Kebutuhan yang paling banyak adalah tempat tidur untuk kelas 3. Untuk memenuhi kebutuhan 1.687.484 peserta BPJS kesehatan kelas 3, dibutuhkan 1.687 tempat tidur, namun yang tersedia hanya 541 tempat tidur.
Ketua komisi DPR RI, Dede Yusuf Macan Efendi menuturkan, saat melakukan kunjungan kerja ke BPJS kesehatan, kantor cabang soreang, Kamis (1/8/2019). Bahwa saat ini masih banyak rumah sakit yang melakukan Fraud dan pelayanan BPJS kesehatan dengan berbagai modus. Salah satunya modus yang sering dilakukan adalah melakukan re-administrasi. (Ayobandung.com).
Re-administrasi biasa dilakukan dengan menyuruh pasien BPJS kesehatan untuk pulang setelah dirawat dua hari dan dirawat lagi setelah di rumah satu hari. Modus seperti itu banyak terjadi dilakukan oleh pihak rumah sakit, tutur Dede."
Fraud dengan modus seperti itu dilakukan untuk menutupi kurangnya pembayaran. Rata-rata selisih biaya standar pelayanan di rumah sakit dengan BPJS kesehatan itu berkisar 30%. Untuk menutupi yang 30% nya itu pihak rumah sakit melakukan Fraud.
Dengan maraknya kasus yang ditemukan dirumah sakit, Dede meminta kepada BPJS kesehatan dan menteri kesehatan, untuk memberikan sanksi tegas kepada rumah sakit yang melakukan kecurangan atau Fraud.
Menyaksikan fakta diatas sungguh miris nan ironis. Masyarakat bawah yang sudah mengikuti prosedur, menjadi anggota bpjs, membayar iuran nyatanya masih mengalami kesulitan untuk dilayani. Hal ini menjadi indikasi bahwa proses pelayanan kesehatan yang dijanjikan bpjs tak terealisasi. Tanggungjawab yang sejatinya ada ditangan negara diambil alih oleh masyarakat melalui iuran bulanan yang dibayarkan kepada bpjs.

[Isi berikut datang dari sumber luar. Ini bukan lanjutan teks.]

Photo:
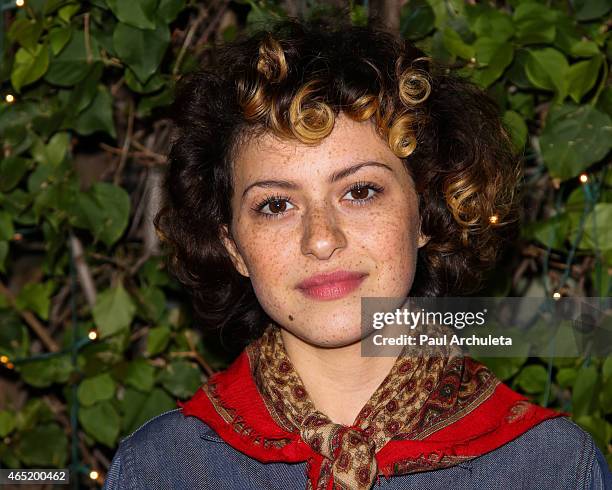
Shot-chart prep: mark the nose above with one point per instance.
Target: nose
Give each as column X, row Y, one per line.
column 322, row 234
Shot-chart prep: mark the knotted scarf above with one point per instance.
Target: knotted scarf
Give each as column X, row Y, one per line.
column 430, row 412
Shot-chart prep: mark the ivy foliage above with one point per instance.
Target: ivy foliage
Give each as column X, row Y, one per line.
column 84, row 87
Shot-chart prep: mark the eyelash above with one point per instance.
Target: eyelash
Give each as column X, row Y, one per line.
column 357, row 202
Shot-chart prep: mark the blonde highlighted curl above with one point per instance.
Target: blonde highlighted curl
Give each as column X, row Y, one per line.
column 293, row 80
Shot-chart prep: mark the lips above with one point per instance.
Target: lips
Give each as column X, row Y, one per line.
column 330, row 278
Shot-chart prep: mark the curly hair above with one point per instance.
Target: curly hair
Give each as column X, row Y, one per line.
column 293, row 80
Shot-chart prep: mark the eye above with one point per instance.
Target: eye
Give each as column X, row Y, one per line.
column 360, row 191
column 277, row 206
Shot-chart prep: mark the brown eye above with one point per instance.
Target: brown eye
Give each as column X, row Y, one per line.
column 278, row 206
column 360, row 193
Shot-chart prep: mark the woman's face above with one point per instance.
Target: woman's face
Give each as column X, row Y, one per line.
column 292, row 221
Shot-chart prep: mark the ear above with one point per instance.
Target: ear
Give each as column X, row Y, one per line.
column 422, row 239
column 233, row 252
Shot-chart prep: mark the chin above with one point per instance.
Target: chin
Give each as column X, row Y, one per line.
column 331, row 338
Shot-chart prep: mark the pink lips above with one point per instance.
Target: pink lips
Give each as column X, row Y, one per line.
column 331, row 286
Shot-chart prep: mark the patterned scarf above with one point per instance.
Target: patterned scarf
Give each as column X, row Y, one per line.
column 413, row 393
column 429, row 413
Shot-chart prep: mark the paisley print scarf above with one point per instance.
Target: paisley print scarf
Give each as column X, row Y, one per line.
column 430, row 412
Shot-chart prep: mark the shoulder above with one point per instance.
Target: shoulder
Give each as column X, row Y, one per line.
column 159, row 449
column 172, row 426
column 555, row 450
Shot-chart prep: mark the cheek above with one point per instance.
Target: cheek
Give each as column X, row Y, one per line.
column 391, row 240
column 266, row 256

Dari awal muncul, bpjs memanglah meragukan. Satu sisi meyakinkan masyarakat tentang jaminan kesehatan oleh pihaknya, sementara dalam praktiknya bpjs tak ubahnya sebagai asuransi sosial.

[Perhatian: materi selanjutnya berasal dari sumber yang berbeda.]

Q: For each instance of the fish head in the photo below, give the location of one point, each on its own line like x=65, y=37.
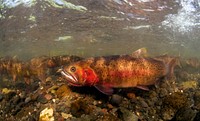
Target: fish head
x=79, y=75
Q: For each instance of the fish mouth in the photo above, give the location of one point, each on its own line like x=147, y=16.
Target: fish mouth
x=70, y=78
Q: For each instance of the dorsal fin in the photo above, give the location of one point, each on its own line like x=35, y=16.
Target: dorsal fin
x=140, y=53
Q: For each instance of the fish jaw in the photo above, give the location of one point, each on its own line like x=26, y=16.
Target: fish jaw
x=70, y=78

Tak bisa di pungkiri jika jaminan kesehatan ini terlahir dari sistem kapitalisme. Dalam sistem ini, negara tidak mempunyai peran dan tanggung jawab untuk mengurus urusan pribadi rakyat, karena urusan pribadi rakyat adalah urusan mereka sendiri, bukan negara. Negara tidak mempunyai kewajiban untuk menjamin kesehatan, pendidikan, keamanan, serta kebutuhan dasar rakyat yang lain. Ujung-ujungnya rakyat harus menelan sendiri pil pahit atas beragam kebijakan tanpa mampu menyelesaikan masalah dasar sebagai hak mereka. Hak mendasar itulah yang kini diabaikan negara, baik kesehatan, pendidikan, keamanan serta kebutuhan dasar lainnya yang itu merupakan kewajiban negara bagi warganya.

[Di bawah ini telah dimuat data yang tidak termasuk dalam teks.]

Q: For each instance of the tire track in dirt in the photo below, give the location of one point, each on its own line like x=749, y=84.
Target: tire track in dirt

Sepertinya di alam kapitalis ini sudah tak bisa diharapkan lagi peran pemimpin shalih. Memikirkan umat, mensejahterakan umat ataupun melindungi umat. Padahal dalam Islam tanggungjawab pemimpin/negara sangatlah berat. Dunia dan akherat. Terlebih jika pemimpin masyarakat itu menerapkan aturan selain aturan Allah Swt. Sebagaimana firmanNya dalam al-Qur'an,
"Apakah hukum jahiliyah yang mereka kehendaki. Siapakah yang lebih baik hukumnya daripada Allah bagi orang-orang yang yakin?" (TQS. al-Maidah [5] :50).
Sesungguhnya pergolakan antara kebenaran dan kebatilan akan terus berlangsung sampai hari kiamat. Pergolakan itu akan terus ada, selama pengikut kebatilan masih ada, dan selama manusia berpaling dari petunjuk Allah SWT. maka sikap yang harus dibangun dan ditunjukan oleh seluruh umat Islam tidak lain, adalah memenuhi perintah Allah SWT, dalam firman-Nya:
"Hai orang-orang yang beriman, masuklah kalian semua kedalam Islam secara keseluruhan, dan janganlah kalian semua mengikuti langkah-langkah setan. Sungguh setan itu musuh yang nyata bagi kalian." (TQS al-Baqarah [2] :208).
Untuk itu, selama negeri ini tetap menerapkan aturan yang memisahkan kehidupan dan ajaran Islam (sekulerisme), perilaku curang dan zalim khususnya tidak akan pernah berkurang apalagi hilang. Persoalan ini hanya akan sirna dan akan tertuntaskan saat negeri ini menerapkan syariah Islam sebagai sistem terbaik tanpa kecuali. Islam sebagai sistem yang lahir dari agama dan ajaran wahyu al-Khalik mampu menyelesaikan segudang problematika yang dihadapi masyarakat. Selain itu hanya Islamlah satu-satunya agama yang diridhoi disisi Allah SWT.